IO-Error after life migration

soessle · Feb 23, 2009

Hi,

I just did a online migration of a kvm-node and it worked almost fine - except I get IO-errors :-(

On the node I have Ubuntu 8.04 installed. If i do a "sudo -s" I get "-bash: /usr/bin/sudo: Input/output error" as response.

After "switch off/switch on" of the node everything is OK.

Could somebody help me to find the root of this problem? Which logfile shoud I look at?

Thank you.

mangoo · Feb 24, 2009

soessle said:
Hi,

I just did a online migration of a kvm-node and it worked almost fine - except I get IO-errors :-(

On the node I have Ubuntu 8.04 installed. If i do a "sudo -s" I get "-bash: /usr/bin/sudo: Input/output error" as response.

After "switch off/switch on" of the node everything is OK.

Could somebody help me to find the root of this problem? Which logfile shoud I look at?

Thank you.

Do both hosts have access to guest's file image / block device? It is required, otherwise, after migration, guest will not be able to access its drive.

dietmar · Feb 24, 2009

mangoo said:
Do both hosts have access to guest's file image / block device? It is required, otherwise, after migration, guest will not be able to access its drive.

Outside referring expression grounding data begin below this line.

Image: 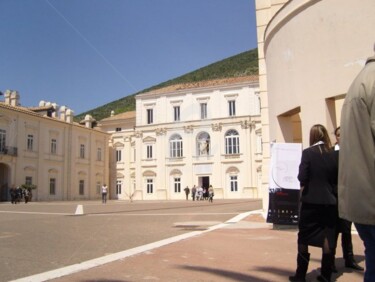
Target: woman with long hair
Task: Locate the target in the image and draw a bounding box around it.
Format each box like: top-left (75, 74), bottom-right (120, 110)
top-left (289, 124), bottom-right (338, 282)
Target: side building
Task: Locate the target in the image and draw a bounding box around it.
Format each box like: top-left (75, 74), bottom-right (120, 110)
top-left (255, 0), bottom-right (375, 210)
top-left (99, 76), bottom-right (263, 200)
top-left (0, 90), bottom-right (110, 201)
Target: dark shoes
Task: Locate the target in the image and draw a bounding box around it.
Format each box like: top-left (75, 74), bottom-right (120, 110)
top-left (345, 259), bottom-right (364, 271)
top-left (289, 253), bottom-right (310, 282)
top-left (317, 253), bottom-right (334, 282)
top-left (332, 256), bottom-right (364, 272)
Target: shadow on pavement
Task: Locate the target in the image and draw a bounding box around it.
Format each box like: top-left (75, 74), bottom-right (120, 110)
top-left (178, 265), bottom-right (272, 282)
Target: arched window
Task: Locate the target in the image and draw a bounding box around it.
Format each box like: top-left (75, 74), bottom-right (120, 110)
top-left (225, 129), bottom-right (240, 154)
top-left (196, 132), bottom-right (210, 156)
top-left (169, 134), bottom-right (183, 158)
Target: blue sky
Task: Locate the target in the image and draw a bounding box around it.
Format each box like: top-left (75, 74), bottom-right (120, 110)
top-left (0, 0), bottom-right (257, 114)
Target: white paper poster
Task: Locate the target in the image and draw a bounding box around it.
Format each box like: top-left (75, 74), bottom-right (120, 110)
top-left (269, 143), bottom-right (302, 190)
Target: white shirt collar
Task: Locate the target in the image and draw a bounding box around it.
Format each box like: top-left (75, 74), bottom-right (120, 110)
top-left (312, 141), bottom-right (324, 147)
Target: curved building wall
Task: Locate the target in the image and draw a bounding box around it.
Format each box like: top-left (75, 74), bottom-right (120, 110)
top-left (264, 0), bottom-right (375, 146)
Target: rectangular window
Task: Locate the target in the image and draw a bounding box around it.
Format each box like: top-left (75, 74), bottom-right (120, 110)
top-left (200, 103), bottom-right (207, 119)
top-left (226, 137), bottom-right (240, 155)
top-left (116, 180), bottom-right (122, 194)
top-left (170, 139), bottom-right (183, 158)
top-left (115, 127), bottom-right (122, 132)
top-left (25, 176), bottom-right (32, 185)
top-left (116, 149), bottom-right (122, 162)
top-left (0, 129), bottom-right (6, 152)
top-left (27, 134), bottom-right (34, 151)
top-left (79, 180), bottom-right (84, 195)
top-left (225, 136), bottom-right (240, 154)
top-left (49, 178), bottom-right (56, 195)
top-left (230, 176), bottom-right (238, 192)
top-left (51, 139), bottom-right (57, 154)
top-left (80, 144), bottom-right (85, 158)
top-left (147, 109), bottom-right (153, 124)
top-left (147, 179), bottom-right (153, 194)
top-left (97, 148), bottom-right (102, 161)
top-left (174, 106), bottom-right (180, 121)
top-left (228, 100), bottom-right (236, 116)
top-left (174, 177), bottom-right (181, 193)
top-left (147, 145), bottom-right (153, 159)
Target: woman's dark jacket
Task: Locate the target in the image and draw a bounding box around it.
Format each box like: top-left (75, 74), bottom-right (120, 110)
top-left (298, 144), bottom-right (339, 205)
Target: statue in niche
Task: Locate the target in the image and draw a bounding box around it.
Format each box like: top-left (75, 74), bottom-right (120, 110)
top-left (199, 139), bottom-right (209, 155)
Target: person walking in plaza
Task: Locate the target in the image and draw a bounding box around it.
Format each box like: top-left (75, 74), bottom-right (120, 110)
top-left (23, 188), bottom-right (30, 204)
top-left (191, 185), bottom-right (197, 201)
top-left (203, 187), bottom-right (208, 200)
top-left (339, 48), bottom-right (375, 282)
top-left (197, 185), bottom-right (203, 201)
top-left (101, 184), bottom-right (108, 204)
top-left (10, 185), bottom-right (16, 204)
top-left (208, 185), bottom-right (214, 203)
top-left (331, 126), bottom-right (363, 272)
top-left (15, 186), bottom-right (22, 203)
top-left (184, 186), bottom-right (190, 200)
top-left (289, 124), bottom-right (338, 282)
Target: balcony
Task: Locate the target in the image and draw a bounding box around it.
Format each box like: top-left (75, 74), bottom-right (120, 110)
top-left (0, 146), bottom-right (18, 156)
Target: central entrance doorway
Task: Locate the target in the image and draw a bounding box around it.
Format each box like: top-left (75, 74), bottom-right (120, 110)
top-left (198, 176), bottom-right (210, 190)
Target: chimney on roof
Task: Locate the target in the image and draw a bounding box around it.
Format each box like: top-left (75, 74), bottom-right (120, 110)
top-left (66, 109), bottom-right (74, 123)
top-left (10, 91), bottom-right (20, 106)
top-left (84, 114), bottom-right (94, 128)
top-left (4, 90), bottom-right (11, 105)
top-left (59, 106), bottom-right (67, 121)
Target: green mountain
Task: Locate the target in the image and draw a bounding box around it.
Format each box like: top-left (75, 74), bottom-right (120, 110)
top-left (75, 48), bottom-right (258, 122)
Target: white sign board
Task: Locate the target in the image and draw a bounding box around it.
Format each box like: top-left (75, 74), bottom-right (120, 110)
top-left (269, 143), bottom-right (302, 190)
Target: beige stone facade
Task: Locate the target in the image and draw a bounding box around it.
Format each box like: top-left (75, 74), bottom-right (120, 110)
top-left (255, 0), bottom-right (375, 209)
top-left (0, 90), bottom-right (110, 201)
top-left (99, 76), bottom-right (263, 200)
top-left (98, 111), bottom-right (136, 200)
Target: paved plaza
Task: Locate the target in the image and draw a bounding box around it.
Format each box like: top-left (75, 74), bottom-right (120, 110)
top-left (0, 199), bottom-right (365, 282)
top-left (1, 199), bottom-right (260, 281)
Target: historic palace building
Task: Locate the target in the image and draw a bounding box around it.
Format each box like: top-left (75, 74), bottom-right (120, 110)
top-left (99, 76), bottom-right (263, 201)
top-left (0, 90), bottom-right (110, 201)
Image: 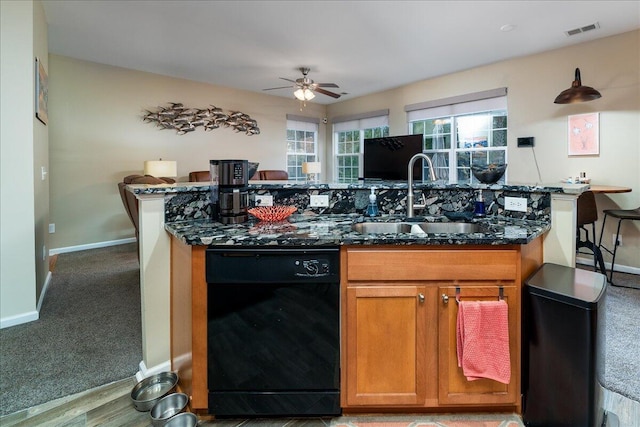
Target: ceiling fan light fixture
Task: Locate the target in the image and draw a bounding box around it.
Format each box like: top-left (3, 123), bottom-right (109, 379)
top-left (554, 68), bottom-right (602, 104)
top-left (294, 88), bottom-right (315, 101)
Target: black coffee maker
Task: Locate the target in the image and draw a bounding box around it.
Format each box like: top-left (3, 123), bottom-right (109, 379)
top-left (210, 160), bottom-right (249, 224)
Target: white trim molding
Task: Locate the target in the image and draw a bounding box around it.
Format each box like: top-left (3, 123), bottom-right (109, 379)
top-left (1, 310), bottom-right (39, 329)
top-left (136, 359), bottom-right (172, 382)
top-left (50, 237), bottom-right (136, 255)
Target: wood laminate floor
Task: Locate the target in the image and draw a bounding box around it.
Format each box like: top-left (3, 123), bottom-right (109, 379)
top-left (1, 377), bottom-right (638, 427)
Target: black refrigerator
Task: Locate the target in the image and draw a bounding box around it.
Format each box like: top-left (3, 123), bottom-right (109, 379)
top-left (523, 263), bottom-right (614, 427)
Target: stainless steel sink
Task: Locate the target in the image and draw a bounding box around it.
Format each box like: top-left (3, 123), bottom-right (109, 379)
top-left (415, 222), bottom-right (480, 234)
top-left (351, 222), bottom-right (413, 234)
top-left (352, 221), bottom-right (480, 235)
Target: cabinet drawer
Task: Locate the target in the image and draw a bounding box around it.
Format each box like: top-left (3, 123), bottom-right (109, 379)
top-left (346, 248), bottom-right (518, 281)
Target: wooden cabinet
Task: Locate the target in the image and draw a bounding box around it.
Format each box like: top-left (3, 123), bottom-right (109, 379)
top-left (171, 235), bottom-right (542, 414)
top-left (438, 284), bottom-right (518, 406)
top-left (345, 285), bottom-right (428, 406)
top-left (170, 237), bottom-right (208, 412)
top-left (341, 239), bottom-right (542, 412)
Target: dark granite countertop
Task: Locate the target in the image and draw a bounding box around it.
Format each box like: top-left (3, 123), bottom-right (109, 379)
top-left (128, 180), bottom-right (588, 195)
top-left (165, 213), bottom-right (550, 247)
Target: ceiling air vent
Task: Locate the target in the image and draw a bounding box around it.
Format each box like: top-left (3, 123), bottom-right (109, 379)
top-left (565, 22), bottom-right (600, 37)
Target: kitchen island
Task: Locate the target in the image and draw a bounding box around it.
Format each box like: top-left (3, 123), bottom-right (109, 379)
top-left (127, 180), bottom-right (584, 414)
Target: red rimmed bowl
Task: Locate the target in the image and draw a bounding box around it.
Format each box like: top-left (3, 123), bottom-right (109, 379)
top-left (248, 205), bottom-right (297, 222)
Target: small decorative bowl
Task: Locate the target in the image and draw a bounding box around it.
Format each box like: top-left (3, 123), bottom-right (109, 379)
top-left (248, 205), bottom-right (297, 222)
top-left (130, 371), bottom-right (179, 412)
top-left (471, 163), bottom-right (507, 184)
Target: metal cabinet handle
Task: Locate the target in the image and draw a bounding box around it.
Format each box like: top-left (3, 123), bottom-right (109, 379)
top-left (418, 293), bottom-right (425, 303)
top-left (442, 294), bottom-right (449, 304)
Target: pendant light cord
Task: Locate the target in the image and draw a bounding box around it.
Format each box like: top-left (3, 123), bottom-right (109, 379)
top-left (531, 147), bottom-right (543, 184)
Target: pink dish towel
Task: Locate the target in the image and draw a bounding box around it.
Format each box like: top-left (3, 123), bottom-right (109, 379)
top-left (456, 299), bottom-right (511, 384)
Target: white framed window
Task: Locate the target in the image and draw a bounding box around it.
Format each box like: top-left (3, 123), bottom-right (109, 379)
top-left (333, 110), bottom-right (389, 182)
top-left (406, 88), bottom-right (508, 184)
top-left (286, 115), bottom-right (319, 181)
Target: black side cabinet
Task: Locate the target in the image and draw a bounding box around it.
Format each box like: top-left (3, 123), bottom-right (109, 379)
top-left (523, 263), bottom-right (609, 427)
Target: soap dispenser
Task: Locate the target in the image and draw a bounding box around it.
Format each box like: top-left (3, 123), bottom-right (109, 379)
top-left (366, 187), bottom-right (380, 217)
top-left (473, 190), bottom-right (485, 217)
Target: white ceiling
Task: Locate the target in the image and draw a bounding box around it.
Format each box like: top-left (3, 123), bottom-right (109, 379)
top-left (42, 0), bottom-right (640, 104)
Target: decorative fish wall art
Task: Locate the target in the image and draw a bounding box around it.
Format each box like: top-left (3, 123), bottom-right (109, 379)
top-left (142, 102), bottom-right (260, 136)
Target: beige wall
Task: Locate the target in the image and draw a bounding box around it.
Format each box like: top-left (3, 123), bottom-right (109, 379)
top-left (327, 30), bottom-right (640, 270)
top-left (48, 56), bottom-right (327, 250)
top-left (1, 0), bottom-right (48, 326)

What are you talking about? - we copy the files, so the guest is always able to access the drive after migration.

mangoo · Feb 24, 2009

dietmar said:
What are you talking about? - we copy the files, so the guest is always able to access the drive after migration.

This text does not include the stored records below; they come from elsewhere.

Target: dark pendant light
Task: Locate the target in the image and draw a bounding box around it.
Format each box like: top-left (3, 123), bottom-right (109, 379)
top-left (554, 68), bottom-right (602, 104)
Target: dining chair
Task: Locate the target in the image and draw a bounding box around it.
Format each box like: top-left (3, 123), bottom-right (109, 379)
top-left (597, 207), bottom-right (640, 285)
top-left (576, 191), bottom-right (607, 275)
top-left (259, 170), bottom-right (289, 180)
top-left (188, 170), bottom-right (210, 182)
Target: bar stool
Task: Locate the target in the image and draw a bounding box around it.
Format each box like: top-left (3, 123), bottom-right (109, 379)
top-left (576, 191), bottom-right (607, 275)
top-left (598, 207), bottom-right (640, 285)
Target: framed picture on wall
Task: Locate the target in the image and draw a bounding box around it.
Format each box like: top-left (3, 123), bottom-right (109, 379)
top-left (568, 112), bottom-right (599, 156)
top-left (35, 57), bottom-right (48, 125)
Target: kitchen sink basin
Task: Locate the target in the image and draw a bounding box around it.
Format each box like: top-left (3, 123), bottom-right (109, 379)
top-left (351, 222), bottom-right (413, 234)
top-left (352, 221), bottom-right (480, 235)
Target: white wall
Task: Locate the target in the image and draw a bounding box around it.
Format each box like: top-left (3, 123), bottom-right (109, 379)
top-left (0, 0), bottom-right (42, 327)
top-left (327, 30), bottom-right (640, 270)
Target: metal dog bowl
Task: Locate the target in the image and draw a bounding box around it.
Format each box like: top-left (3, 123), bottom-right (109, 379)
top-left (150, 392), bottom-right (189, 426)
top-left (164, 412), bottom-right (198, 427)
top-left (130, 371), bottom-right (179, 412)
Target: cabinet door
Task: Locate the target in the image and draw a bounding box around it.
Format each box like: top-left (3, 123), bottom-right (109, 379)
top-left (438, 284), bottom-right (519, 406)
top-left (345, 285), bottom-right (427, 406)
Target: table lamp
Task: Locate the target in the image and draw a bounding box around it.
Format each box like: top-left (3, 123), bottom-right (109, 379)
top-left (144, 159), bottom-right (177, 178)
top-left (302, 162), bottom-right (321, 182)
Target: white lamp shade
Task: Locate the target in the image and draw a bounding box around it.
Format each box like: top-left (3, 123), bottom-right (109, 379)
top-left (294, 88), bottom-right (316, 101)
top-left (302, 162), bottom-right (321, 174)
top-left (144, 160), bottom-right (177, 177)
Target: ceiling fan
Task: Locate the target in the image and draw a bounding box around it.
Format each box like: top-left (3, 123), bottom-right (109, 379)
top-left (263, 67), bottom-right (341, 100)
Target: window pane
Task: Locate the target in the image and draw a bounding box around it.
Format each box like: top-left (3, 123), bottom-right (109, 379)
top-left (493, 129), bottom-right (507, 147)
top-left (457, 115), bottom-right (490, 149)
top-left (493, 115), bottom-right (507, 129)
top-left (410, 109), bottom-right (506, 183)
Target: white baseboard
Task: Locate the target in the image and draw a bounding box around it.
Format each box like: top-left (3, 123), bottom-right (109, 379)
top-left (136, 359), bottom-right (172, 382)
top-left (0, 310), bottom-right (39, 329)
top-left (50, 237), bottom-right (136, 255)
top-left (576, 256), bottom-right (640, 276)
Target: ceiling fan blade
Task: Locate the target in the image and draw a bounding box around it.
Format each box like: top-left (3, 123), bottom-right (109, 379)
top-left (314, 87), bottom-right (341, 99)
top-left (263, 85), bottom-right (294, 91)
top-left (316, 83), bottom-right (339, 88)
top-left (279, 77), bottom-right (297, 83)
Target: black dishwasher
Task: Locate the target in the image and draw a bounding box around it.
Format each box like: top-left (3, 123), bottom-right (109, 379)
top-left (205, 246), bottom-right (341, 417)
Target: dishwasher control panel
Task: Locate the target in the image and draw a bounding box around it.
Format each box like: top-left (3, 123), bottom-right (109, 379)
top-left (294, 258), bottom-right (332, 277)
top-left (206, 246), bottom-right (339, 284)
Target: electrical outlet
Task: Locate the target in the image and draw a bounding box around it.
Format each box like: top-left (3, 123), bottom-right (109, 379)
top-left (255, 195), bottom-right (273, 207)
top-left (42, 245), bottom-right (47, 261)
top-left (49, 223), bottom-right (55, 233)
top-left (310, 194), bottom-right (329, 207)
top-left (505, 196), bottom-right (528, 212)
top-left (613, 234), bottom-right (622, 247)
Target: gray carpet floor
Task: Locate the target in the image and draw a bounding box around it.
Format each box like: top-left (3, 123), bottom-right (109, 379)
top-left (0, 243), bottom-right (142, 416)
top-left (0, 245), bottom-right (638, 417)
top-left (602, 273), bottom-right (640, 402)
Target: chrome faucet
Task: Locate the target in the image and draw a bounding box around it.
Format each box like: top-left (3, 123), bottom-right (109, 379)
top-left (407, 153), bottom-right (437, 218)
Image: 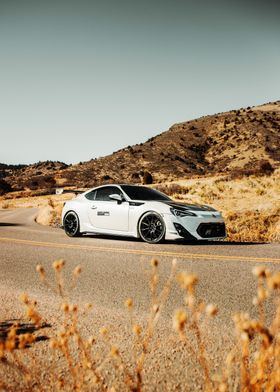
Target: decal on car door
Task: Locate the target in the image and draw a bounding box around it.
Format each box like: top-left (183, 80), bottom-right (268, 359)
top-left (97, 211), bottom-right (110, 216)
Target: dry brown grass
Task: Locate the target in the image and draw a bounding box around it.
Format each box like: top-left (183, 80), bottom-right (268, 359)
top-left (0, 193), bottom-right (73, 210)
top-left (1, 202), bottom-right (10, 210)
top-left (225, 208), bottom-right (280, 243)
top-left (156, 169), bottom-right (280, 243)
top-left (35, 198), bottom-right (64, 227)
top-left (1, 259), bottom-right (280, 391)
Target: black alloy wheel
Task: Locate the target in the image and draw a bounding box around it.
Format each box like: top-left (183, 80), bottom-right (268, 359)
top-left (138, 212), bottom-right (165, 244)
top-left (63, 211), bottom-right (81, 237)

If you use NFS or iSCSI, you don't copy anything, obviously, but configure the hosts to access the same paths.

I didn't use live migration with Proxmox VE yet, but are you sure this is what is done?

- pausing the guest
- copying i.e. 20 GB guest's disk (file) image to another host
- transferring runtime data (RAM, state etc.)
- resuming guest on another host

If yes, I wouldn't call it a "live" migration.

dietmar · Feb 24, 2009

call it whatever you like.

tom · Feb 24, 2009

mangoo said:
If you use NFS or iSCSI, you don't copy anything, obviously, but configure the hosts to access the same paths.

I didn't use live migration with Proxmox VE yet, but are you sure this is what is done?

- pausing the guest
- copying i.e. 20 GB guest's disk (file) image to another host
- transferring runtime data (RAM, state etc.)
- resuming guest on another host

If yes, I wouldn't call it a "live" migration.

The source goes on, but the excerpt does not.